What is your favourite constellation?
Not a constellation in particular, as our southern night sky is really fantastic there is so much to look at, so choosing one as a favourite is really hard. If you look directly to the south of us you’ve got Carina which is a fabulous constellation which has the Carina Nebula and what’s called the Homunculus which is a bubble of gas round a huge star that’s a 100 times bigger than ours. It’s a really beautiful area to photograph. Orion is also a really amazing constellation to look at too. It’s in our summer evening sky and it has a number of beautiful objects within it to image. If you look up and to the right from the stars on the belt you’ll see the Orion Nebula. It’s so big and so bright you can see it without a telescope even by naked eye as a fuzzy patch, you can really see it very clearly in a pair of binoculars.

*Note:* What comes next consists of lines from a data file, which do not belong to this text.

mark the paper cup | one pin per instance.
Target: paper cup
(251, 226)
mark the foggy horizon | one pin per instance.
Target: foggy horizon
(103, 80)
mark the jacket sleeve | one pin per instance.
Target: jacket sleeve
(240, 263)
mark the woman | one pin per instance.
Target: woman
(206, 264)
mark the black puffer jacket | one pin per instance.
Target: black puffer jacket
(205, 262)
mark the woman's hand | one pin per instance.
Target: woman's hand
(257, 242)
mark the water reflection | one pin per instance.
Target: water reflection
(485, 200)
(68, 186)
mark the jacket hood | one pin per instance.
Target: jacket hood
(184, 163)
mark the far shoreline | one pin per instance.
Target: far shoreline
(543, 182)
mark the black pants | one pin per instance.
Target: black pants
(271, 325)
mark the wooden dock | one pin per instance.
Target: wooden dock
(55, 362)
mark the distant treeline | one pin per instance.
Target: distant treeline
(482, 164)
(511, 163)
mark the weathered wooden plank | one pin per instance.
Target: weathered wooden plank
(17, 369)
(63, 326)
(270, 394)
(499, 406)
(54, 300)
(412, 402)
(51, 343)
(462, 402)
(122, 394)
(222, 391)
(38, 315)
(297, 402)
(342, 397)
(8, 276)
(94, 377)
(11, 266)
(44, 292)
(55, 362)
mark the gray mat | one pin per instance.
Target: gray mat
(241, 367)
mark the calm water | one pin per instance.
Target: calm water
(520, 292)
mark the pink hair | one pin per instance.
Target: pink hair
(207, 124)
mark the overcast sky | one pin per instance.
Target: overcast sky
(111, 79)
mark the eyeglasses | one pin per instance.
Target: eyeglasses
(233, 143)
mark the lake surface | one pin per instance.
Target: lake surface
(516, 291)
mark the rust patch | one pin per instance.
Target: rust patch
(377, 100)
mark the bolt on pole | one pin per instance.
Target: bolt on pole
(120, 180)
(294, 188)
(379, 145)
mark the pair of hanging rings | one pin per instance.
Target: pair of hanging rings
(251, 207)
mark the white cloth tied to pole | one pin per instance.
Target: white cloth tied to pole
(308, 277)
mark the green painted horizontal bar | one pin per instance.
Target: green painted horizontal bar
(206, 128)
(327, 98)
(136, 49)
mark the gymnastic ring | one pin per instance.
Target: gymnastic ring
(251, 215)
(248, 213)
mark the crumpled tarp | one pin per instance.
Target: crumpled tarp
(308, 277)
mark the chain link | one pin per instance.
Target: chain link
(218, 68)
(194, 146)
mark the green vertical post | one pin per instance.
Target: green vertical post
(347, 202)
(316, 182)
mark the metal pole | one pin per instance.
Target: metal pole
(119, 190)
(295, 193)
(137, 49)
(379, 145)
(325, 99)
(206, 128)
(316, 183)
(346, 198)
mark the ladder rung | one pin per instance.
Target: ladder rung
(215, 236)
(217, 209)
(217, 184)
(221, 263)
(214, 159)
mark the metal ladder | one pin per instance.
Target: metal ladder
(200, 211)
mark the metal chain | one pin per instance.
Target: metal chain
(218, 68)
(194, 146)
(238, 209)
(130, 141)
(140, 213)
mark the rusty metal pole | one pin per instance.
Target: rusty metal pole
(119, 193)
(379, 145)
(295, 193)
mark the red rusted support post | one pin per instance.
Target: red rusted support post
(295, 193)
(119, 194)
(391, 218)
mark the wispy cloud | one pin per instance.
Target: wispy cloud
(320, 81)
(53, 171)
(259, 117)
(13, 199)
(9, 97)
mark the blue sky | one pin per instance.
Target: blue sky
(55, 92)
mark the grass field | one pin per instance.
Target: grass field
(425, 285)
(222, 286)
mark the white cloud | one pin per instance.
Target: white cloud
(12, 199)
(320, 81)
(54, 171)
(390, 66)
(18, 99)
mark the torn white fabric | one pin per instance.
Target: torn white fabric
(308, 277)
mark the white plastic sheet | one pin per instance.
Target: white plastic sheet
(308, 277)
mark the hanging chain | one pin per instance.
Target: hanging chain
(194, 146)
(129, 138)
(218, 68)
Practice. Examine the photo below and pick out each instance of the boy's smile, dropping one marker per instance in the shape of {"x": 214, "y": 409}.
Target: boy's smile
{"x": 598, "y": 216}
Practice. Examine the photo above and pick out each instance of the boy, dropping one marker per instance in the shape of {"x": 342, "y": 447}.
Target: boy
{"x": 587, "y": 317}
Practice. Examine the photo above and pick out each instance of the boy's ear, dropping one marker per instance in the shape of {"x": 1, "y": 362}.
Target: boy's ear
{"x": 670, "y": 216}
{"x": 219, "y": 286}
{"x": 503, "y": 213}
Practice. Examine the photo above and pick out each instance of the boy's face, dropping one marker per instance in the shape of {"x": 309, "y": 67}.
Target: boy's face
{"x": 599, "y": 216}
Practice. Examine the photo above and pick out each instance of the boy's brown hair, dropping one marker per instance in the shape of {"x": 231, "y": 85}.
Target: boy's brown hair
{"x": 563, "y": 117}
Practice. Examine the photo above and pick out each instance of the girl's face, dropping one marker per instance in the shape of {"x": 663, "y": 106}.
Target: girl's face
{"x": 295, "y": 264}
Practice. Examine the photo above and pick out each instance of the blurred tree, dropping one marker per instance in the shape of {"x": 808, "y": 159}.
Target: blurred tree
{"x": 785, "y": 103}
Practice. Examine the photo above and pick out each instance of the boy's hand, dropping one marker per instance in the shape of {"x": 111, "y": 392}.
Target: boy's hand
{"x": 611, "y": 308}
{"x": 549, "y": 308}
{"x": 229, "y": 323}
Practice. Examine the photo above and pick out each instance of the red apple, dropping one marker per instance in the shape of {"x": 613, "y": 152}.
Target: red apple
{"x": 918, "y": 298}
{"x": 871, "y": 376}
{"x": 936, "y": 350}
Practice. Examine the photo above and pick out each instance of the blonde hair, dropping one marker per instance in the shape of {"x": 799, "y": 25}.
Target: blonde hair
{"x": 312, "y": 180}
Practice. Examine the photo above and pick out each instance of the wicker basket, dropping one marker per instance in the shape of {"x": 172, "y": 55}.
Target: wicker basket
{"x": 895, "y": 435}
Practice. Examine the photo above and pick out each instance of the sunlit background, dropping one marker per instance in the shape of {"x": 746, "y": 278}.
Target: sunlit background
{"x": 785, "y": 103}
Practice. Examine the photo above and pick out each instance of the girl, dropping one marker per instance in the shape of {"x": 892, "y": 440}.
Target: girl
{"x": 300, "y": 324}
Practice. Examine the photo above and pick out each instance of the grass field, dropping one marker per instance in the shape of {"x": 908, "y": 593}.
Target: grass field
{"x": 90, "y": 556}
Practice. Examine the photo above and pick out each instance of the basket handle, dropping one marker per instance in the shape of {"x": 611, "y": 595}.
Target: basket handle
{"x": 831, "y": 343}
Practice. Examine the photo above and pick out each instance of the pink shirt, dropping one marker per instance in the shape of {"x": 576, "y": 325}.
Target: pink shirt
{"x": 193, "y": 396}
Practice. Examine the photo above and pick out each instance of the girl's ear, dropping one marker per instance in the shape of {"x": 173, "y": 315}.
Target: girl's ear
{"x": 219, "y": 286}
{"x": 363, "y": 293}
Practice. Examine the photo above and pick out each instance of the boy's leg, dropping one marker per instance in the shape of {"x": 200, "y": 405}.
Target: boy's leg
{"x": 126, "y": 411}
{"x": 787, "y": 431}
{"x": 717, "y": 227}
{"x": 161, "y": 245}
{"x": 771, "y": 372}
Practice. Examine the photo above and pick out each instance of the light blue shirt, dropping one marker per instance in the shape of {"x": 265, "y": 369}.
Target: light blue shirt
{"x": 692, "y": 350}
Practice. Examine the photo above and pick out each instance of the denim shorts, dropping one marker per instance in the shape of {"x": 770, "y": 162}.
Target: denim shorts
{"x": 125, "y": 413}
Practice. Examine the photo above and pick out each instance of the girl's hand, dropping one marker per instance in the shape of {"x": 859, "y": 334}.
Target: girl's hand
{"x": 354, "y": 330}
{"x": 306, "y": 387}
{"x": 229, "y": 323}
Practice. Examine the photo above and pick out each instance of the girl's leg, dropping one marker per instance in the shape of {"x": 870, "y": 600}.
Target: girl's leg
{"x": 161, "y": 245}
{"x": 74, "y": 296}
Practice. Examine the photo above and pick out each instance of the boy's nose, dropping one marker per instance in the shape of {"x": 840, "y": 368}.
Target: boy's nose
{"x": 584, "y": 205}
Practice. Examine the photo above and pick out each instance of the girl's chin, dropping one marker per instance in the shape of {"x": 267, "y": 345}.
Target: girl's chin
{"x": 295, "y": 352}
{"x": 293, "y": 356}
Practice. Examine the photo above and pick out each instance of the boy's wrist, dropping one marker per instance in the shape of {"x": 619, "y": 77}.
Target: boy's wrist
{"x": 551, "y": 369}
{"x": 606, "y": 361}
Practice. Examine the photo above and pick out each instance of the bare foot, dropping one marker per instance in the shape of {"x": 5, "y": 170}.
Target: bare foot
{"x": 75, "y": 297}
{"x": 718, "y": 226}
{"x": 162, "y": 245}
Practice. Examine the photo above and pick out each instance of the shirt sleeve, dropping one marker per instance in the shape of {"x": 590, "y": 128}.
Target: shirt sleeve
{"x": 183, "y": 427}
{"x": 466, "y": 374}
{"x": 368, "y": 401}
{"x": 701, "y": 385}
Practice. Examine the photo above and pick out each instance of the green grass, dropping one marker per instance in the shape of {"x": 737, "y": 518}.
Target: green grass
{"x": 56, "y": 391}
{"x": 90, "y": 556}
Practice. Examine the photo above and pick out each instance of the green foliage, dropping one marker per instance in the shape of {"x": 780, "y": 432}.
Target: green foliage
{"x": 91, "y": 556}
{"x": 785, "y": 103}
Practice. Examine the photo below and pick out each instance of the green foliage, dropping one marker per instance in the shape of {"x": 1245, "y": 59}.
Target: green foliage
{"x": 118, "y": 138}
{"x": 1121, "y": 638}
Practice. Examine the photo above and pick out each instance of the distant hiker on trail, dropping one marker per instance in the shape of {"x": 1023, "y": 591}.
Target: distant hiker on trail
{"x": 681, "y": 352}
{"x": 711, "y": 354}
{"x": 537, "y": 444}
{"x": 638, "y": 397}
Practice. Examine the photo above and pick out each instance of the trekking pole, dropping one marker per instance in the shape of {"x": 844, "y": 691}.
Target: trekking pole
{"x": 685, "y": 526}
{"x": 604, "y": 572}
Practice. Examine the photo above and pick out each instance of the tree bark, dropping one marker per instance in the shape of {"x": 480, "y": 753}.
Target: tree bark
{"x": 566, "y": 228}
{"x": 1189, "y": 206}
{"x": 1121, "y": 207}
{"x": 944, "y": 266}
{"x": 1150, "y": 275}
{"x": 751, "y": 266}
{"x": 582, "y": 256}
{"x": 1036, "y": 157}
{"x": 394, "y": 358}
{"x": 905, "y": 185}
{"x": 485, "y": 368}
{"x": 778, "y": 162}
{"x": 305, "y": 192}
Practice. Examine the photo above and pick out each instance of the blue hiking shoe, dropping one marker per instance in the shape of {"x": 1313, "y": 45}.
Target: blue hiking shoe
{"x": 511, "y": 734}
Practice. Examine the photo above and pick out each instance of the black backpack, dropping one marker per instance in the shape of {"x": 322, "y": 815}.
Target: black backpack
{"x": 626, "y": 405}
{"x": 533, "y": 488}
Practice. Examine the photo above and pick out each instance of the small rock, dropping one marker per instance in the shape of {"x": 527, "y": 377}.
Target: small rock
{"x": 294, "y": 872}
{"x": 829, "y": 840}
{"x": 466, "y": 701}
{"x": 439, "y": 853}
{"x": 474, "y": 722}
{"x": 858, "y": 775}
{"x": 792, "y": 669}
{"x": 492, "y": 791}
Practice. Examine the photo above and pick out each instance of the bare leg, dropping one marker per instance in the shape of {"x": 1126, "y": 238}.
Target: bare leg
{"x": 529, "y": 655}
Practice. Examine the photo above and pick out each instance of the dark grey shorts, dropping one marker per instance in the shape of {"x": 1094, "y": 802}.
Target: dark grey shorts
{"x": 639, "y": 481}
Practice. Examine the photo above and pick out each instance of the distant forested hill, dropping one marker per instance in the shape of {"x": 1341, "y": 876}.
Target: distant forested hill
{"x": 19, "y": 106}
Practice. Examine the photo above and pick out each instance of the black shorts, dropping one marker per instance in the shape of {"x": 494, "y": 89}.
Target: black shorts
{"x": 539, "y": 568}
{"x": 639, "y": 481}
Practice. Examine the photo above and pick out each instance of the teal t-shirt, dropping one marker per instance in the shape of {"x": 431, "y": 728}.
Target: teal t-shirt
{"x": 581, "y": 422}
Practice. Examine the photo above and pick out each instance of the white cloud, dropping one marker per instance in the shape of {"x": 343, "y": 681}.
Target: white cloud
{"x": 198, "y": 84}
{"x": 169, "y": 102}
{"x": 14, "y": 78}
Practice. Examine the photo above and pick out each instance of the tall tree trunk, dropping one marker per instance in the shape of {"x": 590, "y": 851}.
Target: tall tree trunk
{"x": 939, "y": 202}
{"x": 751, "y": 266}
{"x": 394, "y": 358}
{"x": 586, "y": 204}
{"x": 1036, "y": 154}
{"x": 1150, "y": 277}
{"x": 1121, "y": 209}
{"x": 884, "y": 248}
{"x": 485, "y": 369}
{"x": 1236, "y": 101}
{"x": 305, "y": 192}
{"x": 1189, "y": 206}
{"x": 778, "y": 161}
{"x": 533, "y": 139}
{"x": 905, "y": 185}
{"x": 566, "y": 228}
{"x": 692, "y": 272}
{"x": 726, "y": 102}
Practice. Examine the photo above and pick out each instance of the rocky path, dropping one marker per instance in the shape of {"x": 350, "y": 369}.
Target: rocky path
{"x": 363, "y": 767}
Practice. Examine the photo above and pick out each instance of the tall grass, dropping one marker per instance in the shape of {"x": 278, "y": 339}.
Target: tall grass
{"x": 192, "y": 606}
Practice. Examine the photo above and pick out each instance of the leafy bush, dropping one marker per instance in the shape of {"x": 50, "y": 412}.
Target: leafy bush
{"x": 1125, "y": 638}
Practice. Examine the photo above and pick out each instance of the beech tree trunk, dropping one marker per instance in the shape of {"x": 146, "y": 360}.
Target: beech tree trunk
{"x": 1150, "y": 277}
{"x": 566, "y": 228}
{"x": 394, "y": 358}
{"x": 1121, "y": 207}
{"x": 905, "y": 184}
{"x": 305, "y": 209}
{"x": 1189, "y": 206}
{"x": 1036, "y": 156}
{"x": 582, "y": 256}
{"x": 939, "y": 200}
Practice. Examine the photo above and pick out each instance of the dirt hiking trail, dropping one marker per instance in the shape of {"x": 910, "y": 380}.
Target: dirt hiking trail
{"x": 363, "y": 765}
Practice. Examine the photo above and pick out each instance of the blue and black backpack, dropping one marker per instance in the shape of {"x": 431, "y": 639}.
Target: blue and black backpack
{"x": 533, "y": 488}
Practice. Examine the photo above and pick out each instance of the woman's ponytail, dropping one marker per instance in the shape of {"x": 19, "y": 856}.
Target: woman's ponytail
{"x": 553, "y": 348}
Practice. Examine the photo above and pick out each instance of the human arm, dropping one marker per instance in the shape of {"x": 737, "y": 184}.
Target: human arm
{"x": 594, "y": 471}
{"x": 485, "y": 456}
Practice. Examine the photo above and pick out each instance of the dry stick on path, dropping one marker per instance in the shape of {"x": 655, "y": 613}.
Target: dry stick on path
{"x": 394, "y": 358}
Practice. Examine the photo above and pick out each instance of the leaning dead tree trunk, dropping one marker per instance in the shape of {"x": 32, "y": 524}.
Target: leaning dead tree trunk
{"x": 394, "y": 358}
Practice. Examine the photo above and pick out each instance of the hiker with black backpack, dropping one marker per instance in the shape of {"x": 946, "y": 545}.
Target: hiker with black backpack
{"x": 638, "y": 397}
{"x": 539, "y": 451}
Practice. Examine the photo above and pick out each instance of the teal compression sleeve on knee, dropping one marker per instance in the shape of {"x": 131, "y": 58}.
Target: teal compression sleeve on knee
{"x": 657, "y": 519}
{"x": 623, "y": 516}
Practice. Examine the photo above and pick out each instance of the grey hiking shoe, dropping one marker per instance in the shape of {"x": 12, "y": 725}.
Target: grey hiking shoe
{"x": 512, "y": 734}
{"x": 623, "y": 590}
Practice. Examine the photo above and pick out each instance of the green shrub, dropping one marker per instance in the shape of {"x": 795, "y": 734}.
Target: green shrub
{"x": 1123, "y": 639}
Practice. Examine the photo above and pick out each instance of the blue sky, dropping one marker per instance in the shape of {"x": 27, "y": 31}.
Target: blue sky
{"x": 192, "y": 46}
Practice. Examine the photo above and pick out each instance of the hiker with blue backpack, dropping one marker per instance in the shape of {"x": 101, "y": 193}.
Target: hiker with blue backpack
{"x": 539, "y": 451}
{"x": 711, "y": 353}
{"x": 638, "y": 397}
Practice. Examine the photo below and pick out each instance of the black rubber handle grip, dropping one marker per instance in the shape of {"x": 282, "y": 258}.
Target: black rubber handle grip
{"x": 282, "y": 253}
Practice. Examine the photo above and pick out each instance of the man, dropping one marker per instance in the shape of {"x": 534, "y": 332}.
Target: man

Do you think are aliens out there?
Well, I’m always seeing strange and weird things out there at night. There are always satellites, space junk and meteors passing by us, but I think it would be a very lonely place and a very, very strange occurrence if human life was the only life in the universe. The problem I think is actually the distances involved and as an astronomer you’re acutely aware of how far away some of these objects are. Even in our own galaxy, which is around 200,000 light-years from edge to edge, our radio signals have only managed to get around a hundred light-years distant from earth so far, so I’m not surprised we haven’t run into anybody yet.
You are from England, how long have you lived in the district for?
I visited New Zealand in 2008 while I was living in Europe and I settled in West Melton after doing some travelling and decided I loved New Zealand and wanted to live and work here, so I’ve been in Selwyn since I first arrived here. My met my wife here and we moved out to a lifestyle block in Greendale in 2016, basically because it’s a beautiful place to live, it’s amazingly dark at night and we have some land for my wife’s horses and room for my observatory.
Could you tell me about the work you do at the West Melton observatory and for the Canterbury Astronomical Society?
I’m on the society’s committee and I hold a couple of roles. I’m the webmaster and handle the website as well ticketing for events and Facebook updates. I’m also the membership officer. I also manage the content on the website and write the newsletter that we publish online monthly, we also publish a written magazine too. I play an active role in our public night programmes. Every Friday night we get about 80 to 90 people visiting the observatory. I might drive one of the telescopes or just wander around with binoculars talking to the kids and showing them what’s in the sky and explain what they’re seeing. The kids love it, they’re always asking things like: ‘Oh can we see a black hole?’ So you can really have a lot of fun just wandering around talking to them and explaining the night skies. We do that from the end of March until the end of September and during July we also do KidsFest where we are open every night if it’s clear, for 15 nights in a row.